Karina Golisova

From the damp, cold streets of Bratislava comes an album that proves that art doesn’t necessarily need to imitate reality to become a part of its fabric.

52 Hertz Whale is a Slovakian quintet who are on their third studio affair, after an EP in 2015 and a full-length album in 2017. Five years is a long wait, but the band has been keeping themselves busy touring Europe and headlining prestigious shows in their homeland and in the neighboring countries, steadily growing their crowd of adoring fans of underground music. The result we have on our hands today is a direct result of years of self-discovery. A honing of their expressive tools, a gained confidence in the dry, manic singing, and an increasing experience in their trademark songwriting, which smoothly ramps up from delicate, simple, or minimal introductions, to full-blown catharsis near the end, a dramatic arc that displays the band as a group of people in stunning command over their craft.

Present Sense Impression is a relatively short collection of 7 songs, running just short of 30 minutes in length. What it lacks in quantity is more than made up for in terms of quality. The songs are without exception solidly written, with a lot of nuance and intention. The sound is organic and unfiltered, the performances are powerful, and the sound is chock-full of character and color.

The boys from Bratislava open with Dmytro. A steady rhythm section leads the way with a spaced-out part that’s highlighted by a percussive click and a syncopated bassline that’s intricate and worth paying attention to. The grand composition is highlighted and given context through a persistent tremolo effect and clean production. The guitars introduced in the final crescendo are ferocious, and the thick curtain of roomy reverb sets a vibe that will last until the last bars of the record. Phil starts with a simple, solid beat, and a riff of alarming, ringing keys, along with characterful singing. The singing is somewhat buried in the mix, relegating it to a supporting role and making any focus on the lyrics a challenging task. The instrumentation and the arrangements stand on their own, nonetheless. The drums evolve into a tom-heavy driving part as the vocals become charismatic, feral wails and chants. Argentina puts another stiff drum part in the forefront, with lush pads, clean background guitars, and a deep bass line. The singing continues being confident, nasal, and wailing. The sustained vocal lines are packed with melancholy and emotion. A lengthy instrumental section pays way to a final sizzling verse, before the song explodes in a crescendo that’s rich and dense, with a beautiful piano melody, heavy-handed drums, and an intricate, melodic bassline.

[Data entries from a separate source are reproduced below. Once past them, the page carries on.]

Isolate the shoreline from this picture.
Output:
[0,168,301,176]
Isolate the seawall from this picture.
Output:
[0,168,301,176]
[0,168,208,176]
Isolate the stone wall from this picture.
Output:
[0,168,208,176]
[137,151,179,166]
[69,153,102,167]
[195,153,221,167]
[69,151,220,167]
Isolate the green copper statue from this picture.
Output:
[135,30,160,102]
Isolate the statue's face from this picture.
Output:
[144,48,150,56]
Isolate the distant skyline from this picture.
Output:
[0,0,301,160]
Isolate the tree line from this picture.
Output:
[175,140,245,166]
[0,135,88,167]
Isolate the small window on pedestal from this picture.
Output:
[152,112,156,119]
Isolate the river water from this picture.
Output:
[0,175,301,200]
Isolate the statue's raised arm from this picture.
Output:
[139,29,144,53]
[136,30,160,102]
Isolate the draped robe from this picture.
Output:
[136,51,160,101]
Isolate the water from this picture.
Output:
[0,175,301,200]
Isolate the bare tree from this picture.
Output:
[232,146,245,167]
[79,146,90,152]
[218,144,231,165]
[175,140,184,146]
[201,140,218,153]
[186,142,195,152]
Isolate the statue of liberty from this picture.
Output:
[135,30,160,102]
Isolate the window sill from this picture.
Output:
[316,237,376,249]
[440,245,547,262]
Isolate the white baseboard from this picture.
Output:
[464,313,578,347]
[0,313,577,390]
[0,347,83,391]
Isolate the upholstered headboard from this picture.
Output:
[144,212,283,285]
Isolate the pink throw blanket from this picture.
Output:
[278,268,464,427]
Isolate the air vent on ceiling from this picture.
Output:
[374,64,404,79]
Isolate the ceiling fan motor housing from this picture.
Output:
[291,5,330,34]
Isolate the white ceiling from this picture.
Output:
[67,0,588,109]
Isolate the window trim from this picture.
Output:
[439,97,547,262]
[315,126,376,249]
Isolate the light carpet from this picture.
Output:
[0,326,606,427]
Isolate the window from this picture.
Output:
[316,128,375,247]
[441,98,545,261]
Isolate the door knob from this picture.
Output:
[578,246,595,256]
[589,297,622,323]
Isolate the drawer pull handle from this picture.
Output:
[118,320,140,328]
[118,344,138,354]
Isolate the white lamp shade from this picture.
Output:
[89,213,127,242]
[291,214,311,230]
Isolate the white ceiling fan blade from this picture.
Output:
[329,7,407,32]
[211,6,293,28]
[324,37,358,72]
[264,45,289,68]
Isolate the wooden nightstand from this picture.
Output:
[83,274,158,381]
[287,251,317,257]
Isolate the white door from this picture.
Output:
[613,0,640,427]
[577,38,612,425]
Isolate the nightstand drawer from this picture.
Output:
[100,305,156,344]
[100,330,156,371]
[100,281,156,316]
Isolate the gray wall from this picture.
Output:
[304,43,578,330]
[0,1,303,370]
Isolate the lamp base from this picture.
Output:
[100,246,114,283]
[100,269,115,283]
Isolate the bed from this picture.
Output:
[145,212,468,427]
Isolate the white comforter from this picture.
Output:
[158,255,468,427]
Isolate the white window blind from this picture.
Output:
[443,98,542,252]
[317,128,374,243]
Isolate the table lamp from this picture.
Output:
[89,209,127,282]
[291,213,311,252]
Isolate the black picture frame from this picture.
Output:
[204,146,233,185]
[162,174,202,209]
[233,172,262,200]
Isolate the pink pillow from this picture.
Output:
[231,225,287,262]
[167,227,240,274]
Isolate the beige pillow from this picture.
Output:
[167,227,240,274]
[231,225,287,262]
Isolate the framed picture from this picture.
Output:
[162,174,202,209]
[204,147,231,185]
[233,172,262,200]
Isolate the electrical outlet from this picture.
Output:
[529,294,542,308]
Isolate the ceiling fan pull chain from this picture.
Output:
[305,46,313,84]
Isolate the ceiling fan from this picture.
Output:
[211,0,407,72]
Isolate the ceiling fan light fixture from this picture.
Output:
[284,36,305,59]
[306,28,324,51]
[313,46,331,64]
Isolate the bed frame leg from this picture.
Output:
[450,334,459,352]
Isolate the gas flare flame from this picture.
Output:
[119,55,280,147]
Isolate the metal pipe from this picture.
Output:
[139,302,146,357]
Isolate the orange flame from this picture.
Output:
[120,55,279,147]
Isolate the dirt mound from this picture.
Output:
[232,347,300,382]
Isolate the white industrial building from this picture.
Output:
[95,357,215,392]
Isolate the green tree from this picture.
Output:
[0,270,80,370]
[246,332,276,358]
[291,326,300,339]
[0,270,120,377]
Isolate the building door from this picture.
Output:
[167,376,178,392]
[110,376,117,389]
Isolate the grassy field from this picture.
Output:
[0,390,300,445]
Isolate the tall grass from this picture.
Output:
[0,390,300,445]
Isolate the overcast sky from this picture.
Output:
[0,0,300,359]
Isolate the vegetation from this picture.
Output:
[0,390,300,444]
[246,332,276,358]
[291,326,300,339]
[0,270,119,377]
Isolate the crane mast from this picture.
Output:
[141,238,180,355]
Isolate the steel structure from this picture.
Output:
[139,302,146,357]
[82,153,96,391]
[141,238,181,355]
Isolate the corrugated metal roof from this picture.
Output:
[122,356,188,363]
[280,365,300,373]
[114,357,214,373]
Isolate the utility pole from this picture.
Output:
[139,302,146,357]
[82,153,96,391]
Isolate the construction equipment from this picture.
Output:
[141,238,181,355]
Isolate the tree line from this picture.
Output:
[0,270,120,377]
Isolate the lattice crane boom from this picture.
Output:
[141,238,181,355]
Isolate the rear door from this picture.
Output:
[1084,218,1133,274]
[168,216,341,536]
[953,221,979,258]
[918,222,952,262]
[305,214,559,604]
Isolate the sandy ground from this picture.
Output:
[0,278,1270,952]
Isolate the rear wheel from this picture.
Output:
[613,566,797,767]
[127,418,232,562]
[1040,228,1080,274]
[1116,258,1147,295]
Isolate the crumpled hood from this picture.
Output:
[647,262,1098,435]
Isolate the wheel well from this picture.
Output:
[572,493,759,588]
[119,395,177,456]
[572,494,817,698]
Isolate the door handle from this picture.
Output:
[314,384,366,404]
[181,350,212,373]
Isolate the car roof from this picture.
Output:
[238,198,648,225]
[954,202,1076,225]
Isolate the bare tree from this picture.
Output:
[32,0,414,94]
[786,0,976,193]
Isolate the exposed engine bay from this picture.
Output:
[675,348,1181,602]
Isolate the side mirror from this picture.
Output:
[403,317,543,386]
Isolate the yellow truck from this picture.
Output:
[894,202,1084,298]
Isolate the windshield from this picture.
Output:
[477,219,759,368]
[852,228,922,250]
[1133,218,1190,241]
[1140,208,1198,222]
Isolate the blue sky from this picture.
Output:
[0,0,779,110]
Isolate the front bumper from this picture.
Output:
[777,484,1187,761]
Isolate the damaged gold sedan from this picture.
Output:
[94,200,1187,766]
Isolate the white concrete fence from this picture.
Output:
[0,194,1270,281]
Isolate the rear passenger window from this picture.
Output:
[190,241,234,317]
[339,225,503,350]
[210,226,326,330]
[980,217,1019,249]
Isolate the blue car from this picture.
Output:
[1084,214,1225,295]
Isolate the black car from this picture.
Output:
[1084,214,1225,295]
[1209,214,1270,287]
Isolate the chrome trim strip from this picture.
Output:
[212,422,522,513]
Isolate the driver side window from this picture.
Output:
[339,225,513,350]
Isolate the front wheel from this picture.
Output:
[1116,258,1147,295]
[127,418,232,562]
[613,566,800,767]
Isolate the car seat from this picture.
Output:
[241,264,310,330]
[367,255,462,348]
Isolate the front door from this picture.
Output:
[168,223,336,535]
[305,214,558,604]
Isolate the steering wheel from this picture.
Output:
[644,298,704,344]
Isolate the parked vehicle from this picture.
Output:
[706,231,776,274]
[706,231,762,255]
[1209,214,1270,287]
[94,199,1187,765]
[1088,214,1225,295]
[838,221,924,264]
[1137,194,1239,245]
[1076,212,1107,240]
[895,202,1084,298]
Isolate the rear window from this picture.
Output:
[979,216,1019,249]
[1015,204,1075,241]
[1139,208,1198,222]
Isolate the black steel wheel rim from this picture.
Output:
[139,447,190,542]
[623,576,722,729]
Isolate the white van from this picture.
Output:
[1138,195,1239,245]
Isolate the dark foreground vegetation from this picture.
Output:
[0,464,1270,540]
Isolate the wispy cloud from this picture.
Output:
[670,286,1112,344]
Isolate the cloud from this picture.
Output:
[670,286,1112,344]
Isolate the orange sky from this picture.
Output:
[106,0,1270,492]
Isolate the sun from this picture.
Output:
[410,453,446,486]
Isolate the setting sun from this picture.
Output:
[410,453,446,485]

Bouyant comes next. A song that has some of the most potent compositions and performances. Draped in melancholia, the singing featured here is some of the most powerful. Organic and unaltered, the singing is extremely emotional and was doubtlessly challenging to perform. Sadly the instrumental parts here end up feeling a bit colorless, as the focus has all seemingly went to the emotions of the singing and the composition itself. Aberration is an abrasive cut that starts with a foreboding fire alarm and a looming, deep bassline. Layers of corroded sounds start piling, and with the harsh, nasal singing, the song ends up being hard to sit through. Rather experimental and unsettling soundscapes, with a very bright chorus that struggles to show its light under the oppressive sound. Lighthouse starts with the catchiest bass and drums groove on the record. Again, the nasal singing voice on the catchy, syncopated verses grow to become manic screams on the choruses that reminded me of Black Francis’s crazed singing. The contrast the band is able to pull within a single bar, between the unforgiving choruses and the dancy verses, is nothing short of astonishing. The closing Meda is an ambient, clean guitar lullaby that’s a gorgeous relief after such a densely packed album. Floating, and breezy, the buried distorted feedbacks called to mind the crashing waves on a shore.

52 Hertz Whale’s Present Simple Impression is an artistically rich foray that’s dense with texture, sonic architecture, and lyrical intention, with professional, intricate, and heartfelt performances. The singing and lyricism manage to stand on very remarkable grounds. A very memorable and easy-to-recommend listen.